“There is no definition of “habitual residence” in the Hague Convention; it is a question of fact to be determined. The Supreme Court of Canada, in Balev, has provided some much-needed guidance. It has indicated that a “hybrid approach” must be taken in determining where a child habitually resided, which focuses not only on the parents’ intentions or the child’s circumstances but requires the judge to look at all relevant considerations arising from the facts of the case at hand: Balev, at para. 42.
In adopting the hybrid approach, the application judge should determine the focal point of the child’s life, namely the family and social environment in which its life has developed, immediately prior to the retention. The judge should consider all the relevant links and circumstances, including the child’s links, in this case, to both Mexico and Ontario, and the circumstances of the move to Mexico. The judge should consider the duration, regularity, conditions, and reasons for the child’s stay in Mexico, as well as the child’s nationality.

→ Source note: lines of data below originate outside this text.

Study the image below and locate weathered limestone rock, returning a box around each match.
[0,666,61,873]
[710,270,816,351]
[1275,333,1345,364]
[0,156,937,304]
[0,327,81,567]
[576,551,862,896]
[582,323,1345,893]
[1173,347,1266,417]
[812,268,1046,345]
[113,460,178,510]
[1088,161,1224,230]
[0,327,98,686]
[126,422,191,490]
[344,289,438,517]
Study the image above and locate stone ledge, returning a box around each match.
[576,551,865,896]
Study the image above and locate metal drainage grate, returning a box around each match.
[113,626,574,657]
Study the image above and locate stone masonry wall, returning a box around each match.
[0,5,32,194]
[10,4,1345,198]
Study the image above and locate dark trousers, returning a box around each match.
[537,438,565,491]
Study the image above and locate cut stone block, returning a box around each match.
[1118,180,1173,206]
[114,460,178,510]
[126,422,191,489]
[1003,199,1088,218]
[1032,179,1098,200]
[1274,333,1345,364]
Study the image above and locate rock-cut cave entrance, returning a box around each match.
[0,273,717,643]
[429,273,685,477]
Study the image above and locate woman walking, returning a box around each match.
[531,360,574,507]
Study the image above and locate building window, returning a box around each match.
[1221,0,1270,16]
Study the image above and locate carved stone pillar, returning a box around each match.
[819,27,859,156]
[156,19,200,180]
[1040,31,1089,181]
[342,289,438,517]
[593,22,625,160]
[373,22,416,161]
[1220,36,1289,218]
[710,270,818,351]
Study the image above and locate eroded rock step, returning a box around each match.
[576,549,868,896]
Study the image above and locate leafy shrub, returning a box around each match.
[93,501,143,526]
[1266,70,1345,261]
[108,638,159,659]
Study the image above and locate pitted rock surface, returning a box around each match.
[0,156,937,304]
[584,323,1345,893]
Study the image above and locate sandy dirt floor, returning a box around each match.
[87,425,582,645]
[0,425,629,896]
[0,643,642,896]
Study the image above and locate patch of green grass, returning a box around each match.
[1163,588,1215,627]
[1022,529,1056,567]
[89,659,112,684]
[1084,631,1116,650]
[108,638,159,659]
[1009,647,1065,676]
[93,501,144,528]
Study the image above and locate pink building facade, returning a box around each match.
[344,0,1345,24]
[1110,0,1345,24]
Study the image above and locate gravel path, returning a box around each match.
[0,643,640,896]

No single factor should dominate the analysis, but the judge should consider the entirety of the circumstances: Balev, at paras. 43-44.
The age of the child at issue is also relevant. If a child is an enfant, then the child’s environment is determined by reference to those with whom the child lives and by whom the child is looked after and cared for. When the child is an infant, the circumstances of the parents, and their intentions, are important. The parental intention though is not determinative, but it can be an indicator capable of complementing a body of other consistent evidence. It depends on the circumstances of the case: Balev, at para. 45; Ludwig, at para. 32.
In Knight v. Gottesman, 2019 ONSC 4341, 147 O.R. (3d) 121, Justice Shore reviewed the decision of the Nova Scotia Court of Appeal in Beairsto v. Cook, 2018 NSCA 90, 17 R.F.L. (8th) 1, which was released after Balev. In Beairsto, the mother was the child’s only caregiver at the relevant time. The appellate court found that the Mother’s place of residence dictated the child’s place of residence. The Court of Appeal considered that the mother had no family or support network in Washington, which was the competing jurisdiction. It also considered that she was only in Washington on a six-month visitor’s visa. They found that there was no permanency to her move to Washington. In these circumstances, the court found that Nova Scotia was the habitual residence of the child.”